For instance, compute on `Int`, then convert to a `Size` in a way that makes the most sense in your domain, and then index using the safe `Size`-based API.
Depending on your domain, this conversion `Int` -> `Size` might vary greatly:
- You might want to return a Maybe and be Nothing if the index is still negative (or similar with Either)
- You might want to throw a domain-specific exception
- You might want to index from the right, and do modulo-based indexing

There is no 'one size fits all' conversion here (pun not intended), so being explicit is better.

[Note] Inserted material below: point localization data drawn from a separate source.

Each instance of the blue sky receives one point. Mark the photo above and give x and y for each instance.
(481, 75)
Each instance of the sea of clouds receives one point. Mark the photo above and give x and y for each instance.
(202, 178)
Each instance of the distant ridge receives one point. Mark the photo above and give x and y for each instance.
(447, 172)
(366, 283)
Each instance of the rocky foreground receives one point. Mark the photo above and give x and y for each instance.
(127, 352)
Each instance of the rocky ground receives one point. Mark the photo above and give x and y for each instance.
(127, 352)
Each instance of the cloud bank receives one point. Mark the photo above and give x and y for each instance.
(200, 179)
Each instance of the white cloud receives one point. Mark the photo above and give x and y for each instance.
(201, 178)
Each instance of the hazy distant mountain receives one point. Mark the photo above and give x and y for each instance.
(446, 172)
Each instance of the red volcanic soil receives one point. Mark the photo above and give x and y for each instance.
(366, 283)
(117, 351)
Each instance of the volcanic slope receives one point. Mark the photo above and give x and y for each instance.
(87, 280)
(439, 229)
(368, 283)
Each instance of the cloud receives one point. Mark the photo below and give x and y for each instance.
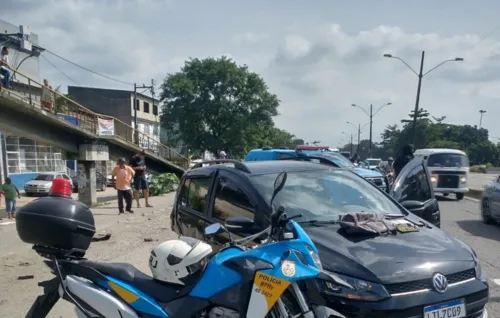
(317, 69)
(251, 37)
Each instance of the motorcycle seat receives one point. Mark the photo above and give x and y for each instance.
(127, 273)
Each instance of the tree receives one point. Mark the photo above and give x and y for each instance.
(214, 104)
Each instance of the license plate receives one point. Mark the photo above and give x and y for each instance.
(451, 309)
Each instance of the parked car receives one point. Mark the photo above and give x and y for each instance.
(412, 274)
(42, 183)
(101, 182)
(336, 158)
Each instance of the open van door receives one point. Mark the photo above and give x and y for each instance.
(413, 190)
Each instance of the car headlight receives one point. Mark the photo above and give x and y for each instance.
(477, 268)
(315, 257)
(361, 289)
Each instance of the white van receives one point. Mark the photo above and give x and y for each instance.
(449, 170)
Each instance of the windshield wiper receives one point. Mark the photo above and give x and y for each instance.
(318, 222)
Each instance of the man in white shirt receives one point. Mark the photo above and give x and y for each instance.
(4, 61)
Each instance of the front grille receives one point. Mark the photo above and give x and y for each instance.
(448, 181)
(474, 306)
(422, 284)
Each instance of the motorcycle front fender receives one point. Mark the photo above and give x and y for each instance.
(325, 312)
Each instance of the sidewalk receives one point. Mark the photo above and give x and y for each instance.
(102, 196)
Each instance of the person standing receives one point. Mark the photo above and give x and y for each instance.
(405, 157)
(47, 96)
(138, 163)
(4, 67)
(123, 175)
(11, 194)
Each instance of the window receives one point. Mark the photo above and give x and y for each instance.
(325, 194)
(231, 201)
(194, 194)
(416, 186)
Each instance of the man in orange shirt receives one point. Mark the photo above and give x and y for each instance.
(123, 175)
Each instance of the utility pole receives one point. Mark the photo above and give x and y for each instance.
(417, 100)
(371, 129)
(352, 143)
(136, 128)
(359, 137)
(481, 112)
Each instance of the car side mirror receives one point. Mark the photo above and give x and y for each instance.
(415, 207)
(214, 229)
(239, 223)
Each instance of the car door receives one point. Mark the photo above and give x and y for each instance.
(492, 191)
(413, 190)
(191, 206)
(231, 197)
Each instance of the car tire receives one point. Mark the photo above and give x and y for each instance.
(486, 212)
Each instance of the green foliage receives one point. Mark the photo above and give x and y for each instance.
(213, 104)
(162, 184)
(433, 132)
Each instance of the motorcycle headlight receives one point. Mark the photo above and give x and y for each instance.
(361, 289)
(315, 257)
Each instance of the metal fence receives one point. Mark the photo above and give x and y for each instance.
(54, 103)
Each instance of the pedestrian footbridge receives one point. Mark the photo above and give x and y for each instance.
(70, 125)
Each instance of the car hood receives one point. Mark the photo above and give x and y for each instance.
(366, 173)
(39, 182)
(392, 258)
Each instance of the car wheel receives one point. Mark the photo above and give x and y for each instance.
(486, 212)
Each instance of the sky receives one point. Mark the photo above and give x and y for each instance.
(319, 57)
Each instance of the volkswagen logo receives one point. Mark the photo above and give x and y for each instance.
(440, 283)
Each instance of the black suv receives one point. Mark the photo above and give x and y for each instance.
(415, 274)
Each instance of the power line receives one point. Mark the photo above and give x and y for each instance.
(46, 59)
(88, 70)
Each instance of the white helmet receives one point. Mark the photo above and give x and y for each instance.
(179, 261)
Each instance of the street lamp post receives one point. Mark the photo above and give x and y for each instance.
(481, 112)
(370, 115)
(420, 75)
(359, 128)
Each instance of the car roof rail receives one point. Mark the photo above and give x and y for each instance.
(237, 164)
(311, 158)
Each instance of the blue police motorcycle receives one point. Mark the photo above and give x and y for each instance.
(237, 282)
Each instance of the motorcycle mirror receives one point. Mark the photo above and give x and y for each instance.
(213, 229)
(279, 183)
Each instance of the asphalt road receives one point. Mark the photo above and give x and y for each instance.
(459, 218)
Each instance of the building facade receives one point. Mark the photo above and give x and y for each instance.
(22, 159)
(120, 105)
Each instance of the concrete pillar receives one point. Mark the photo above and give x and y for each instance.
(86, 171)
(87, 182)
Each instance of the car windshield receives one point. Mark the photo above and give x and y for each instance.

### Why use `Size` instead of `Word`?

Most builtin indexing functions, as well as those that can be found in libraries other than `base`, unfortunately use `Int` for indexing.
If you were to use `Word` to track an index and at the very last moment converted this value back to an `Int` using `fromIntegral`,
you would end up again with a negative number.

This is because the domain of `Word` is twice as large as those of `Int`, `Int` happens to be 2's complement,
and the conversion between the two keeps 'representation' rather than 'sign'.

Therefore, it already is a problem if you go above `maxBound :: Int` (2^31-1 resp. 2^63-1). And thus, a type separate from `Word` is needed.

On top of this, `Word` also does wrapping arithmetic, so any time you accidentally end up 'below zero' you will suddenly hold a very large number.

`Size` on the other hand can always be safely converted back to the nonnegative range of `Int`, and will never be too larger or negative because of its checked arithmetic.

### But some knowledgeable C/C++ people said that unsigned integral types where a mistake?

Correct. In those languages, implicit conversions between (number) types can happen almost anywhere, tacitly.
Most of those conversions also keep 'representation' rather than 'sign' (as well as truncating any bits that do not fit).
That makes any type in which data is more restricted more dangerous to use.

But Haskell is not C/C++. In Haskell, conversions have to be done explicitly.

Furthermore, in Haskell we have a strong value to 'make invalid states unrepresentable'.
That should also be the case for our numeric types.